If we have a factor of 2 what is the same as two contributions to same branch we can assume it is a parallel circuit of two uncorrelated noise sources.

I am not sure this is a valid way to understand the case. In particular, it seems that the factor of two in fact makes two correlated noise sources.

gjcoram commented 3 months ago

I have now checked two commercial simulators using I(b, a) <+ ns1 * white_noise(ns2 * G * 4 * P_K * $temperature, "thermal");

I get different answers for (ns1=1, ns2=2) than for (ns1=2, ns2=1).

gjcoram commented 2 months ago

To clarify my previous post: when ns1=ns2=1, the noise for R=1 at T=27 C is ~ 1.66e-20 V^2/Hz For ns1=1, ns2=2, the noise is 3.32e-20 V^2/Hz, which is twice the baseline For ns1=2, ns2=1, the noise is 6.63e-20 V^2/Hz, which is four times the baseline Both commercial simulators agree with each other (and with an internal proprietary simulator).

ngspice agrees for the baseline and the first case, but the second case matches the first, that is, I get twice the baseline instead of four times.

dwarning commented 2 months ago

@gjcoram : Thank you for clarification.
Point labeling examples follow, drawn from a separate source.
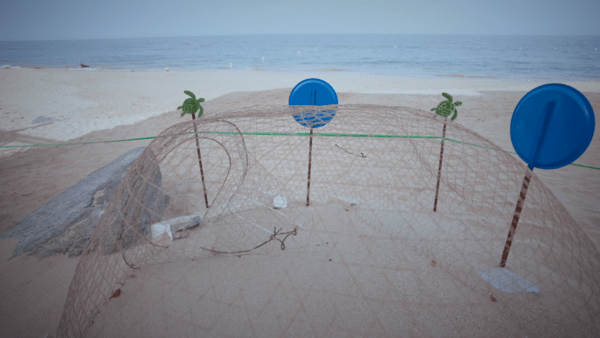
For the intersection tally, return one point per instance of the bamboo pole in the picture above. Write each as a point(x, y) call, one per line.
point(309, 160)
point(513, 226)
point(437, 187)
point(200, 162)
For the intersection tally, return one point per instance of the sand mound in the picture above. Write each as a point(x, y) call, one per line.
point(357, 251)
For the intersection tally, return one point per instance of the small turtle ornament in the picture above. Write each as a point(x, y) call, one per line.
point(445, 108)
point(191, 105)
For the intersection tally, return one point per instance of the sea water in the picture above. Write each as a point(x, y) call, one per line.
point(481, 57)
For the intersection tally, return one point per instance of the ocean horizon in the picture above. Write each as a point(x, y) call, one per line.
point(474, 57)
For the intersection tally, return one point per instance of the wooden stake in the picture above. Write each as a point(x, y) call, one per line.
point(200, 162)
point(309, 159)
point(437, 187)
point(513, 226)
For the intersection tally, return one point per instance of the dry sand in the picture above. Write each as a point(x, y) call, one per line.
point(103, 106)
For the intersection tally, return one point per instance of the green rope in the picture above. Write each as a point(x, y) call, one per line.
point(286, 134)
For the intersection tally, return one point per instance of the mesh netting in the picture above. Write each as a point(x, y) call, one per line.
point(357, 250)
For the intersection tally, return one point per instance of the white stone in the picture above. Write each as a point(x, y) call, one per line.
point(279, 202)
point(346, 203)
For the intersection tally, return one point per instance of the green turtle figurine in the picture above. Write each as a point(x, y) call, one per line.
point(445, 108)
point(191, 105)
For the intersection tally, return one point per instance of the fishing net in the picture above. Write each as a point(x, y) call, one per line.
point(246, 223)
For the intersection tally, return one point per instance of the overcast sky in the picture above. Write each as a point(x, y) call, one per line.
point(104, 19)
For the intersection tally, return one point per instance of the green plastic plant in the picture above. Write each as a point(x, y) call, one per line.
point(445, 108)
point(191, 105)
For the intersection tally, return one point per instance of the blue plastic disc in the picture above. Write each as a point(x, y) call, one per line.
point(552, 126)
point(313, 92)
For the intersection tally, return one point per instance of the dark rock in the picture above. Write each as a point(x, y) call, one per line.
point(41, 119)
point(66, 223)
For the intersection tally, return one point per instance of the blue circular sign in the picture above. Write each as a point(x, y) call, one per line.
point(313, 92)
point(552, 126)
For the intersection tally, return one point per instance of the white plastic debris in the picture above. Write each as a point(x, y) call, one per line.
point(507, 281)
point(174, 226)
point(279, 202)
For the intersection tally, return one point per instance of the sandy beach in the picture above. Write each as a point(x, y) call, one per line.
point(105, 106)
Last question, how this is handled by the reference simulators? Same as factor ns1 = 2? I(a, b) <+ white_noise(G 4 P_K $temperature, "thermal"); I(a, b) <+ white_noise(G 4 P_K $temperature, "thermal"); Then I should litter my Motchenbacher, p 246.
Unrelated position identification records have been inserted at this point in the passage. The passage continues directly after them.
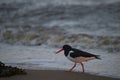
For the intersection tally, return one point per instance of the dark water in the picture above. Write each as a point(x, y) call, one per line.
point(87, 23)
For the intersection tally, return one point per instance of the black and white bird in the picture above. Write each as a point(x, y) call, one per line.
point(77, 56)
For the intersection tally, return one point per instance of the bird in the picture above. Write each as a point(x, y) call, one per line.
point(77, 56)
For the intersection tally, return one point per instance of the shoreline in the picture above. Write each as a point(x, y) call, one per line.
point(56, 75)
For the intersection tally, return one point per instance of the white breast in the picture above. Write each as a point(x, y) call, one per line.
point(69, 57)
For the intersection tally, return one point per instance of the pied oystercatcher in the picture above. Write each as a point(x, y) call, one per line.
point(77, 56)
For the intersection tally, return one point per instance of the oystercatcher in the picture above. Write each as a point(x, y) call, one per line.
point(77, 56)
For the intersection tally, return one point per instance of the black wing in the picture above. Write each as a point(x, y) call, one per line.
point(78, 53)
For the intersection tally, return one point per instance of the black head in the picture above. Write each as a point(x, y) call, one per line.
point(67, 47)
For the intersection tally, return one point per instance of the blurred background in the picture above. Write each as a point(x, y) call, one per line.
point(32, 30)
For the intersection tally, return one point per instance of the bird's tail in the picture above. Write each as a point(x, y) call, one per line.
point(97, 57)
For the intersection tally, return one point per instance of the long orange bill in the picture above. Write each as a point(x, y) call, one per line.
point(59, 51)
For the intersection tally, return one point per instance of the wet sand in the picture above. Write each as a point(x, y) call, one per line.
point(56, 75)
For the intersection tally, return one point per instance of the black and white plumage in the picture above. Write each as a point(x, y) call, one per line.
point(77, 56)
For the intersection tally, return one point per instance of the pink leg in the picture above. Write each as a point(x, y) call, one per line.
point(72, 67)
point(82, 66)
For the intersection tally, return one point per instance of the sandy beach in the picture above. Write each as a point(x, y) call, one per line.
point(56, 75)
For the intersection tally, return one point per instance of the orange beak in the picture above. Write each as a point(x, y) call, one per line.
point(59, 51)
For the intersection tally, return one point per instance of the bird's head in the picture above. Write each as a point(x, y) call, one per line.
point(65, 47)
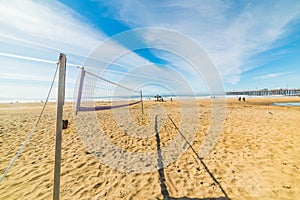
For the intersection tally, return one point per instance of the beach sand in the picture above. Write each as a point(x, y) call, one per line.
point(256, 156)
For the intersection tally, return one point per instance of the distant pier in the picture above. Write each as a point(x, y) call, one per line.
point(266, 92)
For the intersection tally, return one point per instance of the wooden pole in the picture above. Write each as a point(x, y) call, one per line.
point(80, 90)
point(142, 104)
point(59, 115)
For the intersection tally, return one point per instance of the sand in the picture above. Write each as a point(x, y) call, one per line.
point(256, 156)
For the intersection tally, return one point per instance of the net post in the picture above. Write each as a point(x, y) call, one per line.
point(59, 115)
point(80, 89)
point(142, 104)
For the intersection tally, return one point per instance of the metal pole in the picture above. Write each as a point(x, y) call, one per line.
point(60, 103)
point(80, 90)
point(142, 104)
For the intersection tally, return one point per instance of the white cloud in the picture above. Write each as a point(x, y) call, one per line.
point(272, 75)
point(32, 35)
point(231, 32)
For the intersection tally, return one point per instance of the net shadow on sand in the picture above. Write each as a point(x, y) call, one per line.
point(162, 179)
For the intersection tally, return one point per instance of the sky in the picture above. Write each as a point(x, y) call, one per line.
point(171, 46)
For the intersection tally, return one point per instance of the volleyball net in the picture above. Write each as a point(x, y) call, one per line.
point(97, 93)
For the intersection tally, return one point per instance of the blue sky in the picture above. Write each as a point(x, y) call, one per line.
point(253, 44)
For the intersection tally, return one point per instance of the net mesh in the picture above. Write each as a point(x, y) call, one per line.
point(97, 93)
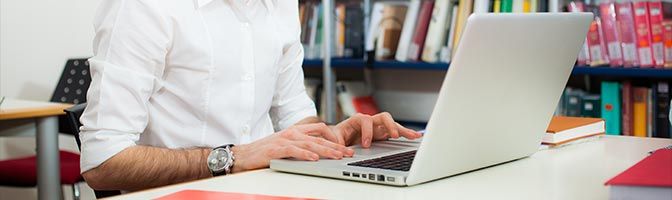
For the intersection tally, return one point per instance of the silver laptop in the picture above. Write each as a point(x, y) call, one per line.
point(494, 105)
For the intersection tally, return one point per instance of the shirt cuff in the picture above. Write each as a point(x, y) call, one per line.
point(98, 146)
point(301, 108)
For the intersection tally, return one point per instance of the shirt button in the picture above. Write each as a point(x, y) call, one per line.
point(247, 77)
point(246, 130)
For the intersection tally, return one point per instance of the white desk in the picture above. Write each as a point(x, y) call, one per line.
point(46, 118)
point(572, 172)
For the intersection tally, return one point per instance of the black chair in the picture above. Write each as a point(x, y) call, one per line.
point(73, 114)
point(71, 88)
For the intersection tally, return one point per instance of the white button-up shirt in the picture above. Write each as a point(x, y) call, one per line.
point(184, 74)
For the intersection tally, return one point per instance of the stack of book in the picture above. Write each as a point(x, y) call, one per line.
point(629, 108)
point(627, 33)
point(348, 34)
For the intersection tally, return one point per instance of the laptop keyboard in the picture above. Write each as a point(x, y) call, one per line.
point(399, 162)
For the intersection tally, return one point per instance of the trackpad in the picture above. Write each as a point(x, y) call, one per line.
point(382, 148)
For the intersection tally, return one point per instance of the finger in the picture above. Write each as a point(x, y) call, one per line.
point(322, 151)
point(322, 130)
point(386, 120)
point(291, 151)
point(365, 124)
point(345, 151)
point(408, 133)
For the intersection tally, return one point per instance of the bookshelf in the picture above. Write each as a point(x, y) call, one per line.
point(353, 63)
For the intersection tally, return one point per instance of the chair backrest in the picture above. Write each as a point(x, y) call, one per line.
point(72, 88)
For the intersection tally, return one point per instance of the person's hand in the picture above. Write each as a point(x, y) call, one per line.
point(304, 142)
point(364, 129)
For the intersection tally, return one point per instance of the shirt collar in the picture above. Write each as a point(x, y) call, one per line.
point(269, 4)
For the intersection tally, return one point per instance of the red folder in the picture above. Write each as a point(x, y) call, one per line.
point(654, 170)
point(210, 195)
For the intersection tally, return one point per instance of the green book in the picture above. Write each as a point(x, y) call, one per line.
point(507, 6)
point(611, 107)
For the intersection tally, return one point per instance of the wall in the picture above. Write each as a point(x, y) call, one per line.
point(36, 38)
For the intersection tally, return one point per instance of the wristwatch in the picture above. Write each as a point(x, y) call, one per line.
point(220, 160)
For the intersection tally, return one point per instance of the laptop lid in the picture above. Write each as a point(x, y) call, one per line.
point(500, 91)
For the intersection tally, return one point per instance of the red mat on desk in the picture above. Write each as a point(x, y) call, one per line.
point(207, 195)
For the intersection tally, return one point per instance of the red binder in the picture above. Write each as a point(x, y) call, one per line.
point(652, 171)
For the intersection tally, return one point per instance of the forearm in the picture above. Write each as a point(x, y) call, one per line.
point(142, 167)
point(309, 120)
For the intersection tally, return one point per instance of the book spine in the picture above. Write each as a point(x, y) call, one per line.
point(667, 26)
point(626, 25)
point(611, 34)
point(639, 121)
point(611, 107)
point(656, 20)
point(662, 110)
point(642, 29)
point(507, 6)
point(598, 52)
point(627, 108)
point(584, 53)
point(415, 49)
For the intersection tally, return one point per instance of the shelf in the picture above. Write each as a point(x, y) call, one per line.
point(391, 64)
point(352, 63)
point(578, 70)
point(623, 72)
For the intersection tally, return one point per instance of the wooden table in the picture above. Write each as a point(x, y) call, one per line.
point(577, 171)
point(46, 119)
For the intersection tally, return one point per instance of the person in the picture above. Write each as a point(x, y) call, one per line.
point(172, 79)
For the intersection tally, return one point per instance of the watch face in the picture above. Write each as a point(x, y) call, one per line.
point(217, 160)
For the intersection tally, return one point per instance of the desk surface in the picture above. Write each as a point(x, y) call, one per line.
point(576, 171)
point(18, 109)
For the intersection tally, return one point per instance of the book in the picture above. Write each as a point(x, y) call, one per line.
point(481, 6)
point(667, 38)
point(507, 6)
point(554, 6)
point(573, 102)
point(650, 178)
point(517, 6)
point(661, 110)
point(465, 9)
point(611, 107)
point(626, 99)
point(639, 111)
point(590, 106)
point(390, 31)
point(437, 30)
point(407, 30)
point(610, 33)
point(420, 32)
point(584, 53)
point(656, 23)
point(642, 29)
point(497, 6)
point(626, 27)
point(566, 129)
point(446, 50)
point(596, 47)
point(201, 194)
point(354, 32)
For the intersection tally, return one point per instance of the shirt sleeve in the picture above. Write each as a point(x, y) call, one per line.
point(131, 42)
point(291, 103)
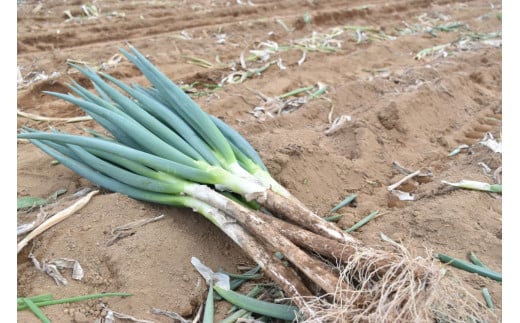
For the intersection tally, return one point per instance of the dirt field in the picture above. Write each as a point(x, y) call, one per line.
point(401, 103)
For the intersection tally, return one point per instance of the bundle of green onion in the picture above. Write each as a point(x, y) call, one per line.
point(165, 149)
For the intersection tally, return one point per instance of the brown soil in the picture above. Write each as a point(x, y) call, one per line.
point(403, 109)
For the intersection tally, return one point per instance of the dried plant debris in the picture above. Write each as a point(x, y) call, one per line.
point(129, 229)
point(285, 103)
point(53, 267)
point(57, 218)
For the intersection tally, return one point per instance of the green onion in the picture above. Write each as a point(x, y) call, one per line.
point(487, 298)
point(464, 265)
point(36, 310)
point(363, 221)
point(473, 258)
point(72, 299)
point(346, 201)
point(209, 309)
point(475, 185)
point(279, 311)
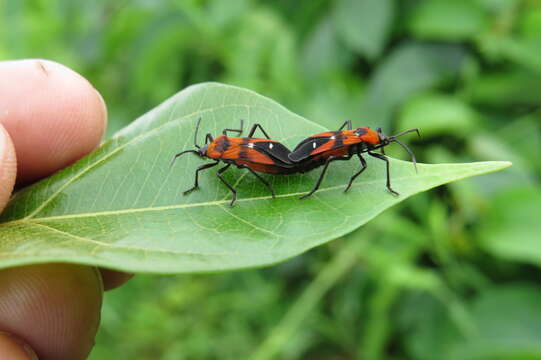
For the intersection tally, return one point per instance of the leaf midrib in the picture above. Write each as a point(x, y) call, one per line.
point(226, 201)
point(122, 146)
tcaduser commented 2 months ago

@gjcoram : Thank you for clarification. Last question, how this is handled by the reference simulators? Same as factor ns1 = 2? I(a, b) <+ white_noise(G 4 P_K $temperature, "thermal"); I(a, b) <+ white_noise(G 4 P_K $temperature, "thermal"); Then I should litter my Motchenbacher, p 246.

My reading of this page from the LRM is that noise processes with the same name would be summed together as uncorrelated noise powers.

If they were correlated, you would need to look at the noise amplitudes, but I don't think there is a way to specify them.

I think the only way to have correlated noise is to use noise source with a special circuit to contribute its value to different branches.

image

topolarity commented 2 months ago

I agree with the interpretations above. For this case:

I(a, b) <+ white_noise(G * 4 * P_K * $temperature, "thermal");
I(a, b) <+ white_noise(G * 4 * P_K * $temperature, "thermal");

is equivalent to:

I(a, b) <+ sqrt(2) * white_noise(G * 4 * P_K * $temperature, "thermal");

And if the contributions had been re-used elsewhere so that there are observable correlations, such as:

N1 = white_noise(G * 4 * P_K * $temperature, "thermal");
N2 = white_noise(G * 4 * P_K * $temperature, "thermal");
I(a, b) <+ N1 + N2;
I(b, c) <+ N1;

then this cannot be reduced to a single independent noise source at all.

gjcoram commented 2 months ago

@tcaduser is correct; the noise sources are uncorrelated. And @topolarity is also correct; having the two noise sources is equivalent to having sqrt(2) in front of a single noise source. This would be ns1 = sqrt(1), or ns2 = 2, in my earlier code.